Le 13 juin 2009, Luca di Montezemolo, patron de Ferrari, donne le départ des 24 Heures du Mans où sont engagées pas moins de dix Ferrari 430. Stefano Domenicali, alors à la tête de Ferrari F1, est lui aussi du déplacement. Même Fernando Alonso, qui allait piloter pour Ferrari en 2010, devait faire le déplacement. “La Formule 1 reste la priorité”, s’était contenté de déclarer Luca di Montezemolo.
Il faut attendre 2012 pour voir dans nos colonnes une possible arrivée de Ferrari au Mans. Le 25 mai 2012, James Glickenhaus annonce qu’il verrait bien sa P4/5, issue d’une Ferrari 430 GT2, sur la piste mancelle. James Glickenhaus tenait tout de même à préciser les choses : « Si nous arrivons à trouver les partenaires nécessaires pour financer le projet, il ira à son terme. Une chose est sûre, c’est une initiative totalement privée. Ferrari n’est impliqué en rien dans le programme. En revanche, il n’est pas exclu qu’un autre constructeur soit de la partie. » Pour voir Ferrari dans la catégorie reine, il faudra encore attendre.

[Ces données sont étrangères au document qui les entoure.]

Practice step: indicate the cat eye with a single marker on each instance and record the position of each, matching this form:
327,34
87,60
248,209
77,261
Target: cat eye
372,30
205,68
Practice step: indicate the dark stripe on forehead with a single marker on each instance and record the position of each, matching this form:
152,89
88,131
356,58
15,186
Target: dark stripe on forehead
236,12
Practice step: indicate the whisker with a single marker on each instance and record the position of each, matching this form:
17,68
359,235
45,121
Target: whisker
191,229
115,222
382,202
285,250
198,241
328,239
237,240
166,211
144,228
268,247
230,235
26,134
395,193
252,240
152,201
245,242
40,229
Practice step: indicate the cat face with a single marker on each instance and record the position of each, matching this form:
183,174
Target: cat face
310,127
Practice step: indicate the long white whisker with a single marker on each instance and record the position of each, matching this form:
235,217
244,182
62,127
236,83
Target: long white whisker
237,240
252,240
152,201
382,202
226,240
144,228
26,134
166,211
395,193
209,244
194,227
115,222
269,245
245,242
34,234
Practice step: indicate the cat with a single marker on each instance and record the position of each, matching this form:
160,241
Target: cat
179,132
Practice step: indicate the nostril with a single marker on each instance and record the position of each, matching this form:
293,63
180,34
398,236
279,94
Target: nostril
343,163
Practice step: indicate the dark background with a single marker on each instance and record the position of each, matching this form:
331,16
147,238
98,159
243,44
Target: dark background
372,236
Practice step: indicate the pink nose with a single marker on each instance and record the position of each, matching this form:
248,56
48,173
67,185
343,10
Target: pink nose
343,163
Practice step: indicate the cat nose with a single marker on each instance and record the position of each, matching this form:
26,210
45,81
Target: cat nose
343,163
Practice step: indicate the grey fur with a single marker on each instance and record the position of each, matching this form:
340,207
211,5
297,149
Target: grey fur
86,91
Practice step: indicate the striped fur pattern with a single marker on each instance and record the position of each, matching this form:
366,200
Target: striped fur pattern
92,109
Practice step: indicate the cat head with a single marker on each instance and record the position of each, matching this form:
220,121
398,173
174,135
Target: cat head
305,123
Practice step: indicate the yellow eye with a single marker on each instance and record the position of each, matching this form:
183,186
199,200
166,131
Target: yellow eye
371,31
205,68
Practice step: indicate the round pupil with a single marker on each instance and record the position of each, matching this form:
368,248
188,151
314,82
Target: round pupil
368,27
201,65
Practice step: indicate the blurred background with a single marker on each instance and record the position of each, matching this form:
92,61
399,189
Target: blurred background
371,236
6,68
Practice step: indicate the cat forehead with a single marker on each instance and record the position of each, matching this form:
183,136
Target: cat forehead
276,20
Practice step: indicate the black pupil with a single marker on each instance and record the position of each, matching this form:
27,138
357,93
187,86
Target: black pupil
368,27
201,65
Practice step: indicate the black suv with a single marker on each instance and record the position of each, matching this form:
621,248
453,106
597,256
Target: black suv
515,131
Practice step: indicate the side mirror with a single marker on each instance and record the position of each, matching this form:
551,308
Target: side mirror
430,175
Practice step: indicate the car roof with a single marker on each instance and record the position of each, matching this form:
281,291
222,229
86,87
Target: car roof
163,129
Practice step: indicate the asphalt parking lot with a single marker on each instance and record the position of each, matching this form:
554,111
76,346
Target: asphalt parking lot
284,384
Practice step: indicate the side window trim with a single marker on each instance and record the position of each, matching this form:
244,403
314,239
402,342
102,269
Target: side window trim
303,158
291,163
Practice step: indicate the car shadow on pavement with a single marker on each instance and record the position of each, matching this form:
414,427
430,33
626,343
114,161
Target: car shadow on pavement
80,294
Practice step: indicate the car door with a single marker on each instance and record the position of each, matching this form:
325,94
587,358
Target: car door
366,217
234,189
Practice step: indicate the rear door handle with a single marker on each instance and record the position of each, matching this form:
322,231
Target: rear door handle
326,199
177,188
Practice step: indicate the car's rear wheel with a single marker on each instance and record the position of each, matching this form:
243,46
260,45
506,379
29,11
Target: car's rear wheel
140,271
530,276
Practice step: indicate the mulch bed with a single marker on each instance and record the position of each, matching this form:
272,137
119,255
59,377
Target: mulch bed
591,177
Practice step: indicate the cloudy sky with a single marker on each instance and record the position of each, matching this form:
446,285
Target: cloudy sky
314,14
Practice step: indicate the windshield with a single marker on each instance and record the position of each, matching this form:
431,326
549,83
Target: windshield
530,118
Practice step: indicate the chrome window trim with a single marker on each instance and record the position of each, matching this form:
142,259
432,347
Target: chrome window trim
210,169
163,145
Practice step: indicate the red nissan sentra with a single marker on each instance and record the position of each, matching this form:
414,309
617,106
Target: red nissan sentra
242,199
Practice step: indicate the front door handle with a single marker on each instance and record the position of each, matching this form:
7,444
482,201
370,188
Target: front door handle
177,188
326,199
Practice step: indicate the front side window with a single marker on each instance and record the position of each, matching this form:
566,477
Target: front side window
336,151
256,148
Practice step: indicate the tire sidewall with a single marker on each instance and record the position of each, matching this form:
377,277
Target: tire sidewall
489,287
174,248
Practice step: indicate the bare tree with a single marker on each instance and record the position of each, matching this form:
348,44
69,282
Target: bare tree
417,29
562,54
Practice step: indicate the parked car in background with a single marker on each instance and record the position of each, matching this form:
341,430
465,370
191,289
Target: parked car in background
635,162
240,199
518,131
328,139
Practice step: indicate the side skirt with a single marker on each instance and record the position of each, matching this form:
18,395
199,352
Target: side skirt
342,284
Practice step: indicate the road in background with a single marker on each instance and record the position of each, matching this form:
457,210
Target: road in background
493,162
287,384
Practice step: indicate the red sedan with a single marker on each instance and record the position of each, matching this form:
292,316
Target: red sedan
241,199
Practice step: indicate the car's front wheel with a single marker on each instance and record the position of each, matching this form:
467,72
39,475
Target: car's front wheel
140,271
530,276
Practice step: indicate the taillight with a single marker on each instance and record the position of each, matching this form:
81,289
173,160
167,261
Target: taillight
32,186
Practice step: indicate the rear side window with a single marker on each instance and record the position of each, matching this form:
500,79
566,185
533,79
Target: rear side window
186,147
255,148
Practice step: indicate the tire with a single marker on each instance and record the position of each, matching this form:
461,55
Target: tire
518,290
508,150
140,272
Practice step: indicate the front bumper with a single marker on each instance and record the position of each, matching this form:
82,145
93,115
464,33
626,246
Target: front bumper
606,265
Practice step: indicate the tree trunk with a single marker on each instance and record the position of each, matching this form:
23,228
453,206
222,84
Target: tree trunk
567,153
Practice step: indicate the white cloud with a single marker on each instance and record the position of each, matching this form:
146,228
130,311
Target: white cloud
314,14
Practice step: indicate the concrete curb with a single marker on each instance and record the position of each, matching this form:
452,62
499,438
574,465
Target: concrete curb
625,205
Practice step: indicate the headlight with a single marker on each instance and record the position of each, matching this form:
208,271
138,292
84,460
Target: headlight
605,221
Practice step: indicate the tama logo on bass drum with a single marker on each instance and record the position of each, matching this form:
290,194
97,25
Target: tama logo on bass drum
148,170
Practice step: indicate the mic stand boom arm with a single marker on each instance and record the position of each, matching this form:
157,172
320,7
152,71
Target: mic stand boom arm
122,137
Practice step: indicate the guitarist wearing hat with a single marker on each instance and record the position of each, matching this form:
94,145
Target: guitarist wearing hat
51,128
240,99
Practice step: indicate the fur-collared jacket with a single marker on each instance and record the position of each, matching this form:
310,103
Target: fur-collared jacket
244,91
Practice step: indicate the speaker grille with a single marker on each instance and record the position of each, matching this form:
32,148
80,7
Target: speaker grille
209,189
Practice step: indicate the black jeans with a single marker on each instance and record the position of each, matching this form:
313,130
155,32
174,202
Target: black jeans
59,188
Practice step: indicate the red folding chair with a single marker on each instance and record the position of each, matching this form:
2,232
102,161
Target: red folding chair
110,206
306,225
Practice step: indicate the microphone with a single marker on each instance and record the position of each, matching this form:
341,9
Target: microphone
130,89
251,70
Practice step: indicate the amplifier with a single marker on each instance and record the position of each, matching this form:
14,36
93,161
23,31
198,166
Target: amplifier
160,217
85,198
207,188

Quelques jours avant Noël 2013, le sujet revient sur la table lors du dîner de fin de saison à Maranello, toujours via Luca di Montezemolo : « Poursuivre le développement en GT du transfert de technologie aux voitures de route a toujours été partie intégrante de notre activité. Nous avons gagné avec la 458 GTE, mais j’aime aussi l’idée de rouler au Mans dans la catégorie la plus élevée : qui sait, peut-être qu’un jour nous pourrons revenir et gagner, dire merci et revenir à la maison. Nous devrions peut-être prendre cette option en considération de façon sérieuse. »
Le patron de Ferrari avait précisé ses propos dans la foulée : « Même si les 24 Heures du Mans représentent un défi passionnant, ce n’est pas un objectif immédiat pour nous. Peut-être que nous pourrons en parler de nouveau dans trois ou quatre ans. » Un article du magazine allemand Auto Motor Und Sport indiquait une possible arrivée de Ferrari en LMP1 dès 2015. Encore raté…

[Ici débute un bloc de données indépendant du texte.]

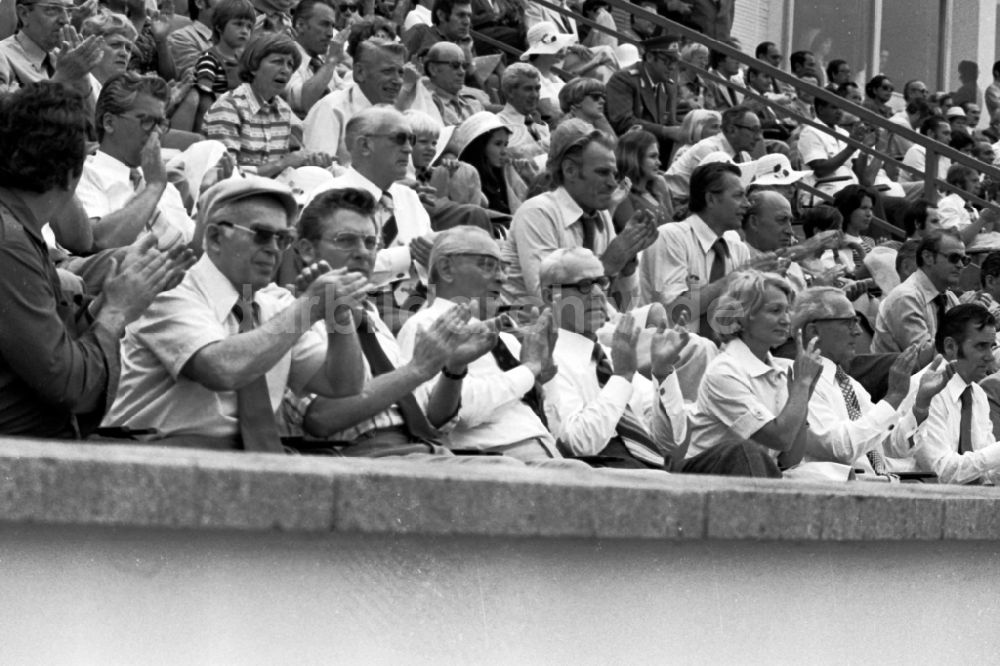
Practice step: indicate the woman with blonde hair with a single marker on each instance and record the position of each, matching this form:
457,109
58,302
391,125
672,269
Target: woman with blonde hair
750,414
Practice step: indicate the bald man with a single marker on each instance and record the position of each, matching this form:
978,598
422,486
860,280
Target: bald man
446,65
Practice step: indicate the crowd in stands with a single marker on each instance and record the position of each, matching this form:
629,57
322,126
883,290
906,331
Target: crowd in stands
484,232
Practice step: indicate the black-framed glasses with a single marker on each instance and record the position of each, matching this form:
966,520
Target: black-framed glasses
586,285
347,241
851,322
147,123
956,258
264,235
455,64
400,138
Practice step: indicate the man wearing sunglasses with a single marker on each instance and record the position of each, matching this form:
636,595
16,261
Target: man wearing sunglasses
639,95
912,312
30,55
445,66
599,406
208,363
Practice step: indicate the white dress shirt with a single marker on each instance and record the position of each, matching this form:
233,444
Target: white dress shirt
393,263
681,259
521,145
936,440
584,417
323,127
739,395
541,225
105,187
152,393
492,414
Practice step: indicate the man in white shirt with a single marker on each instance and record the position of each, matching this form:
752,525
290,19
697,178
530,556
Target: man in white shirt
692,258
208,363
317,75
741,130
956,441
521,84
912,312
598,404
378,79
575,214
501,409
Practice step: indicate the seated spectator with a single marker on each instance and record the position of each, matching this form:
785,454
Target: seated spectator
317,75
124,189
29,55
750,416
118,40
911,313
693,258
698,124
252,121
741,130
521,86
954,441
378,79
575,214
585,98
207,365
937,129
878,92
598,404
481,141
446,67
59,359
638,157
632,101
845,425
394,414
186,44
501,409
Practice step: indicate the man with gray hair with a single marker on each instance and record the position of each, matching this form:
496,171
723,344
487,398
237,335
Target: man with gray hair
521,85
378,79
844,425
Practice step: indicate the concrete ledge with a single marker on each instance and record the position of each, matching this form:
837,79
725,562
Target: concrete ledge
141,486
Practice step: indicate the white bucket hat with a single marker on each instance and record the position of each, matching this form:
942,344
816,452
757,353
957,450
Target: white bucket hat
545,39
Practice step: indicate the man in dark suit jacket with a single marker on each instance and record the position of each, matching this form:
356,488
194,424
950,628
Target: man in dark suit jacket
641,94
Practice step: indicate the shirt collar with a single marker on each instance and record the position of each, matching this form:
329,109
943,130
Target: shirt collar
753,365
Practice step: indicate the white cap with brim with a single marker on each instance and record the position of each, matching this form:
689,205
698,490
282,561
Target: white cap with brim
545,39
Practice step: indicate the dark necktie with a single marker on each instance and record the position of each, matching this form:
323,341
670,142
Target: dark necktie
630,429
591,223
854,413
413,416
965,424
389,228
254,412
506,361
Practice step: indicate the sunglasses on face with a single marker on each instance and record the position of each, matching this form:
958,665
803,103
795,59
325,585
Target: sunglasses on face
400,138
586,285
264,235
347,241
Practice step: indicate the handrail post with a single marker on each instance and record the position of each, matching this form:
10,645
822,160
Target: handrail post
930,174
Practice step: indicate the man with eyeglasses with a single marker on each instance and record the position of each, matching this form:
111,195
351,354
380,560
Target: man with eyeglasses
396,414
445,66
845,425
30,55
912,312
599,406
208,364
741,132
639,94
124,191
378,79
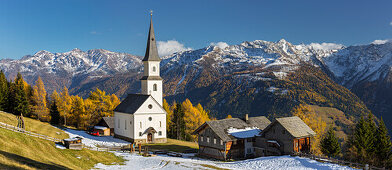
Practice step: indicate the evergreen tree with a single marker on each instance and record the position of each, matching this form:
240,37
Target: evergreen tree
330,144
3,92
179,122
383,144
40,108
21,98
54,114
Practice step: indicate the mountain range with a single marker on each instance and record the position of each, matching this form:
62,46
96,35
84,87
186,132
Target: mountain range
257,77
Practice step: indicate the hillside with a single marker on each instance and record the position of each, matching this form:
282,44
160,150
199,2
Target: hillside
257,77
19,151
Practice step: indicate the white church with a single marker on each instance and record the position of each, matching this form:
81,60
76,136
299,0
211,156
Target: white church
141,118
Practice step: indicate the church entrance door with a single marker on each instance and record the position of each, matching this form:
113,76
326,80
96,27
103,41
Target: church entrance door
149,137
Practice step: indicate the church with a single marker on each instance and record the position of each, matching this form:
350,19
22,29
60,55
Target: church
141,118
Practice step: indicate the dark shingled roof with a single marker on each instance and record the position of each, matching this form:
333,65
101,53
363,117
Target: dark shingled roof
151,51
296,127
131,103
107,122
220,126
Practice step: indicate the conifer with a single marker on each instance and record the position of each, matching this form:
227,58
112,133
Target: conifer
3,92
383,144
54,114
330,144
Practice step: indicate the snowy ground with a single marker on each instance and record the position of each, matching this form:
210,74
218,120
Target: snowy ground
93,141
135,161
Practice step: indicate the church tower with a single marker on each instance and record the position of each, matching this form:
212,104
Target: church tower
151,80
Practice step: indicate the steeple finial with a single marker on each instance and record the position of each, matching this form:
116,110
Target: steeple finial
151,50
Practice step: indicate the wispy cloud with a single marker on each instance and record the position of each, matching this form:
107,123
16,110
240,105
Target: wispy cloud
171,46
377,42
221,45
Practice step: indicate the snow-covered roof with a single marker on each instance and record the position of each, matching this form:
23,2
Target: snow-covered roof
274,141
247,132
100,127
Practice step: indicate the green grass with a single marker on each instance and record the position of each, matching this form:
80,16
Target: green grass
34,125
19,151
173,145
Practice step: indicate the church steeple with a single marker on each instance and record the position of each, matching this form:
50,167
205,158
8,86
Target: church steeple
151,50
151,80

En juin 2014, Fernando Alonso est chargé de donner le départ des 24 Heures du Mans. De quoi relancer les plus folles rumeurs. Le 4 juin 2014, Endurance-Info publiait un article indiquant l’intérêt de Ferrari pour la catégorie reine du fait de l’intérêt technologique du LMP1 et de la diminution du personnel en Formule 1. Quelques mois plus tôt, Fernando Alonso avait été pris en flagrant délit d’espionnage de l’Audi R18 e-tron quattro lors de la soirée FIA. Le couperet tombe le 14 juin avec une déclaration de Luca di Montezemolo dans le Wall Street Journal : « Bien sûr, nous ne pourrons pas être présent en Endurance et en Formule 1. Ce n’est pas possible. » Le patron évoquait une possible arrivée en 2020, soit six ans plus tard. Pourtant, le déploiement de moyens au Mans Classic de Ferrari en 2014 aurait pu laisser penser que quelque chose se tramait. Toujours raté…

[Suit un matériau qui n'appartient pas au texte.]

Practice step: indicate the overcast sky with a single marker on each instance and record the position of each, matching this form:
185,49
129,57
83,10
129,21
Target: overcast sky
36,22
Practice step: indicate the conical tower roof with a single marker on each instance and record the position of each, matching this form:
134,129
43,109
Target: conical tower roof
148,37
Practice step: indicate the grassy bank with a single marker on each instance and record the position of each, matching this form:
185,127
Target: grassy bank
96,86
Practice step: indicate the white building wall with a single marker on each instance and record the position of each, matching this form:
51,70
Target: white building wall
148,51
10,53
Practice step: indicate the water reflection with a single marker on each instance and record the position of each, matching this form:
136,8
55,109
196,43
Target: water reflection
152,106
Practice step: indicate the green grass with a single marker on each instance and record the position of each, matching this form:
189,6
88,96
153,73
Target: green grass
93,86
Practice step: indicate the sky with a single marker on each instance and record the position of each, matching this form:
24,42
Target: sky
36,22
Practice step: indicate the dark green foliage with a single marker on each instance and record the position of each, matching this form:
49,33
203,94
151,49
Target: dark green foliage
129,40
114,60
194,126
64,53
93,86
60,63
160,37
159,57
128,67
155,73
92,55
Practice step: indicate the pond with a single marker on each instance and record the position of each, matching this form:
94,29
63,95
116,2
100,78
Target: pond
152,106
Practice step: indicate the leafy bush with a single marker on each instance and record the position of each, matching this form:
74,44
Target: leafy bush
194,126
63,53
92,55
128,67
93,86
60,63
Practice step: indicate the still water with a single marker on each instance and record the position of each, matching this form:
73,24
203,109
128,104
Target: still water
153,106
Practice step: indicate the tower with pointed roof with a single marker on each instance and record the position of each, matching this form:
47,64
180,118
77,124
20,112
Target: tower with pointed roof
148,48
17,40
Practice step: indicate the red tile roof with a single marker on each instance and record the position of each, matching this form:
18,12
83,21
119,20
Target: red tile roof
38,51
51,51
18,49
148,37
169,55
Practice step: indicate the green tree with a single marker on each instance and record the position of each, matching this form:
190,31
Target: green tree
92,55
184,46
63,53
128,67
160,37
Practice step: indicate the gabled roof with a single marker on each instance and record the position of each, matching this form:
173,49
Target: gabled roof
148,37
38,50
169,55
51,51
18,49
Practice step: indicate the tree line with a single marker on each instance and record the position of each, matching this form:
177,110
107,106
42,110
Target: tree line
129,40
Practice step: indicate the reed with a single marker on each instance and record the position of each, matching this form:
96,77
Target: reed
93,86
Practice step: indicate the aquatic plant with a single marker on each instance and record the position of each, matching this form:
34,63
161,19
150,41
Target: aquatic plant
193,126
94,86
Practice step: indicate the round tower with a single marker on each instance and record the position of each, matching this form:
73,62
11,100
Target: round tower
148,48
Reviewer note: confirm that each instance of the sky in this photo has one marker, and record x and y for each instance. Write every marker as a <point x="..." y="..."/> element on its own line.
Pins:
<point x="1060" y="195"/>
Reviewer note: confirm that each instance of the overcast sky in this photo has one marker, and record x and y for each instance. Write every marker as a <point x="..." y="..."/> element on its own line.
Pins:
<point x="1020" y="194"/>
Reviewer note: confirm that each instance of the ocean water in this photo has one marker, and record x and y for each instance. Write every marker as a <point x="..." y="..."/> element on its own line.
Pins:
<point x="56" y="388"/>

« Il n’est pas prévu d’arriver en LMP1 à court terme » nous confiait-on chez Ferrari en octobre 2014. « L’Endurance tenait à cœur de Luca di Montezemolo. A l’heure actuelle, la Formule 1 occupe beaucoup de ressources. Pour rajouter un programme aussi important que le LMP1, il faudrait mettre en place une nouvelle structure dédiée. Cependant, l’intérêt est là, c’est certain. »
La suite a été plus calme au niveau des rumeurs même si Ferrari a utilisé à plusieurs reprises l’argument de l’Endurance en guise de mécontentement des règles en Formule 1. Il aura fallu attendre l’arrivée de la catégorie Le Mans Hypercar pour que les rumeurs reviennent. « Franchement, nous avons face à nous un moment stratégique important car avoir la même plateforme pour le WEC et l’IMSA est une bonne opportunité », déclarait Antonello Coletta en février 2020. « Mais nous devons comprendre exactement les nouvelles règles sportives et techniques. Dans la foulée de Sebring, nous aurons tout ce qu’il faut devant nous pour décider si nous avons une chance de fabriquer une voiture ou non. Bien entendu, pour Ferrari, il est important d’avoir une ligne directe avec les voitures de route. Par définition, l’endurance est l’occasion d’avoir un lien direct, comme la 458, la 488 et toutes nos voitures du passé. Maintenant, oui, les prototypes sont des voitures différentes, mais cela dépend de ce que nous pouvons mettre sur la voiture. Oui, ok, il y a le moteur, mais les autres solutions ne sont pas complètement claires. »
Le patron de la compétition GT chez Ferrari n’écartait aucune hypothèse dans la foulée de la validation de la plateforme LMDh : « Le problème le plus important suite à cette annonce est la différence de coût entre le LMDh et l’Hypercar. Le budget dont nous avons besoin pour faire une saison en LMDh sera plus ou moins le même que le GTE. C’est parfait pour nous car l’Hypercar est plus cher. Mais dans d’autres domaines, est-ce que l’Hypercar pourra rouler à Daytona ? Ce n’est pas sûr… Si vous prenez toutes les pièces de la DPi, les coûts seront bas car ce sont les mêmes freins, le même système hybride, la même suspension. Mais cela pourrait être l’occasion de fabriquer un châssis. Mais nous ne savons pas si cela est possible car nous savons que la voiture des Etats-Unis peut aller au Mans mais nous ne savons pas si l’Hypercar européenne pourra aller aux Etats-Unis. C’est une autre question sur la table. »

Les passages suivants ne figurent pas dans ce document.